Template Version: @(#)sac_nextcase %I% %G% SMI
This information is Copyright 2008 Sun Microsystems
1. Introduction
1.1. Project/Component Working Name:
IB Support for Relaxed Ordering
1.2. Name of Document Author/Supplier:
Author: Lida Horn
1.3 Date of This Document:
10 December, 2008
4. Technical Description
PSARC members: please at least look at the "**IMPORTANT NOTE**" below
and comment. If this fasttrack needs to be derailed, having an early
indication is appreciated, so we don't waste time.
IB Support for Relaxed Ordering
-------------------------------
4.1 Background
Certain Sun platforms have introduced support for PCI Relaxed Ordering
(RO) for increased performance (see PSARC/2006/157). In theory, if
InfiniBand (IB) applications are written as recommended by the IB
specification [1] (that is to use IB completions to understand when
operations are done), the usage of RO should have no impact on how IB
applications are written.
However, for many years, Message Passing Interface (MPI)
implementations for IB have knowingly violated these recommendations
in pursuit of maximum performance (which is considered very important
in this segment of the HPC market). In particular, it has been a
common practice to rely on "memory polling" where MPI waits for the
last bytes in a transfer to flip to know when an operation is
done. (This also relies on knowing which bytes will be written last.)
This practice shaves off the time necessary to deliver the IB
completion.
Of course, RO can create a problem with memory polling, since the last
transfer bytes are not necessarily delivered last (when DMA operations
consist of multiple transfer units). This situation introduces the
potential for corruption. It should be pointed out that exposure to
this potential danger hasn't been a problem because IB cards were not
certified on RO platforms. However, now that we are trying to bring IB
MPI support to RO platforms, this problem must be confronted. This
case introduces mechanisms for IB memory polling clients to operate
safely in the face of PCI Relaxed Ordering.
4.2 Proposal
This proposal makes changes/additions to two components used by memory
polling IB clients: uDAPL (PSARC/2003/145 and follow-on cases) and the
InfiniBand Transport Framework (IBTF, PSARC/2002/132 and follow-on
cases). In uDAPL, changes are made to the client interface. In IBTF,
changes are made to the Transport Interface (TI) for ULPs and Channel
Interface (CI) for HCA drivers. The IBTF changes are part of the v3
IBTF ABI first introduced in PSARC/2008/630.
All interface changes and additions in this proposal have a
micro/patch binding, however note the issue with uDAPL interfaces
below.
IBTF Transport Interface (ON Consolidation Private)
ibt_mr_flags_t: IBT_MR_DISABLE_RO flag - disable RO on registration
IBTF Channel Interface (ON Consolidation Private)
ibt_mr_flags_t: IBT_MR_DISABLE_RO flag - disable RO on registration
uDAPL changes (incompatible change to Committed interface, see below)
dat_ia_open(): RO_AWARE_ prefix for ia_name_ptr
dat_lmr_create(): new DAT_MEM_TYPE_SO_VIRTUAL memory "type"
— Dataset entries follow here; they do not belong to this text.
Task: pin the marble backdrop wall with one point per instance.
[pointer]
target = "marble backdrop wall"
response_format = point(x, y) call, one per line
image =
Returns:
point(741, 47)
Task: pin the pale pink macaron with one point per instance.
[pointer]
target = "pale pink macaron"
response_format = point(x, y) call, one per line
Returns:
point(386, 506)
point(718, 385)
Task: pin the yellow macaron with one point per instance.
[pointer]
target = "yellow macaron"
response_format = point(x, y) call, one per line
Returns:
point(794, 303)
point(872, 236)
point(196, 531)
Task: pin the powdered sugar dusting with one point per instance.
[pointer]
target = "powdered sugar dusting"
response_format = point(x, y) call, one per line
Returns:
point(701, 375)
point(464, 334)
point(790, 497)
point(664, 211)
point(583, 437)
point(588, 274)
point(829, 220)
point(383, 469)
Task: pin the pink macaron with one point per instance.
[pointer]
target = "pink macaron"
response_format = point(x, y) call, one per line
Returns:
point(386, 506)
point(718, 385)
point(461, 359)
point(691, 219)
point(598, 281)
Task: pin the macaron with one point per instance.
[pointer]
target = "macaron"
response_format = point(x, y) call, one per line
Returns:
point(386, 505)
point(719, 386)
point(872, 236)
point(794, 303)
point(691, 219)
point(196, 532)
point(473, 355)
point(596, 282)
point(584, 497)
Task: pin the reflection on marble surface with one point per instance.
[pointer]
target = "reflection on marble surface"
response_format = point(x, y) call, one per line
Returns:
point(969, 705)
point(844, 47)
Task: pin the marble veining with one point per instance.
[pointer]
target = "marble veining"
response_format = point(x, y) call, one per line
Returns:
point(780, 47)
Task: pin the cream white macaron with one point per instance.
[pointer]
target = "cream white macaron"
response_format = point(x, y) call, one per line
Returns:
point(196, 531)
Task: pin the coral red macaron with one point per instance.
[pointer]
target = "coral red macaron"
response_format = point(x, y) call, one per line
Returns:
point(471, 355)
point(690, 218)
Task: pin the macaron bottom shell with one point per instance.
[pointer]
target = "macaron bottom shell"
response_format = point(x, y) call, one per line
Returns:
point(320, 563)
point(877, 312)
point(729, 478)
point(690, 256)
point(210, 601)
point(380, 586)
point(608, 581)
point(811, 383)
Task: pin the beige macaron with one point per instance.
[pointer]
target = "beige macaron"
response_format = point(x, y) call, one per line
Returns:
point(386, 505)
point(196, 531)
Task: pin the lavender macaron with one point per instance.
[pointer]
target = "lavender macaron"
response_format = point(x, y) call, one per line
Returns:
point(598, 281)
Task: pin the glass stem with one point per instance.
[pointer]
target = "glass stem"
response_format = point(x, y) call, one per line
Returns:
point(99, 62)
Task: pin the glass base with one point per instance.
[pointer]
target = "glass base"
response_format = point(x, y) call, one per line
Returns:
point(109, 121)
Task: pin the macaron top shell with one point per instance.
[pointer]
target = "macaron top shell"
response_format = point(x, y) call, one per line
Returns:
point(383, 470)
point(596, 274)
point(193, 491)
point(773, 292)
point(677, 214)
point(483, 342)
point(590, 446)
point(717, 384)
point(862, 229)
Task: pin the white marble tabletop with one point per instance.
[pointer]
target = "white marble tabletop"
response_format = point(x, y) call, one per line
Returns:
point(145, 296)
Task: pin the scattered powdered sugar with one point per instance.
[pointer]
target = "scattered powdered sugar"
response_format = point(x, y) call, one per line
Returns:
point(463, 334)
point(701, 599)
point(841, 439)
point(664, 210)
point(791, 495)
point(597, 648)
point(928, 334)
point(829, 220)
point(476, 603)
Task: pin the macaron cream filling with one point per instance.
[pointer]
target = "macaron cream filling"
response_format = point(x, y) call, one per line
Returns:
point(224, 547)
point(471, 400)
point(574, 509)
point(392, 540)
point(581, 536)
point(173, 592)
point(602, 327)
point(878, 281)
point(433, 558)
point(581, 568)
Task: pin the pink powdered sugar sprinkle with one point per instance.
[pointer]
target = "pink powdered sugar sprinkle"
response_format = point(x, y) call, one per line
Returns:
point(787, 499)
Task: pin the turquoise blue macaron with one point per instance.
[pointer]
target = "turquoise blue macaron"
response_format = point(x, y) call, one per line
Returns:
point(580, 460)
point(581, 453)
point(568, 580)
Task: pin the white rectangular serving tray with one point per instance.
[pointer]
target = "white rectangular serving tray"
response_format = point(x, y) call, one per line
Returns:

**IMPORTANT NOTE**: both dat_ia_open() and dat_lmr_create() are part
of the published standards for uDAPL [2]. The original uDAPL case
(PSARC/2003/145), implementing uDAPL 1.1, exports these interfaces
as "Standard", which now translates to "Committed". In
PSARC/2004/399, our uDAPL was upgraded to 1.2. Usually a change
to these interfaces could only occur in a major release. However, as
noted in the Interface Taxonomy, exemptions are possible for reasons
such as possible data corruption inherent in the interface, which we
believe to be the case here. We believe the impact of this
incompatible change to be mitigated for two reasons:
* this issue only arises on RO platforms not previously certified
for IB cards, therefore uDAPL will continue to work as before on
previously supported platforms; only new usage on RO platforms
will have to contend with this issue
* the limited current usage of uDAPL (almost exclusively a few
MPIs); most OS bypass clients now use Open Fabric User Verbs
(which Sun also intends to eventually transition to) -- for the
same reasons, it is unlikely we could get a change made to the
uDAPL interface (because of the declining interest in uDAPL, the
DAT Collaborative no longer meets to continue uDAPL spec
development)
Copies of all modified/added man pages are in the materials directory
(see section 4.3 below). Change bars highlight modifications.
A. uDAPL RO-Aware Clients
One key concept is for uDAPL to understand when (newer) clients have
code to handle RO platforms (i.e. are "RO Aware"). Clients signal this
awareness by prefixing the "interface adapter" name argument to
dat_ia_open() with the string "RO_AWARE_". Clients which do not do
this (legacy ones) are assumed to be unaware of RO issues.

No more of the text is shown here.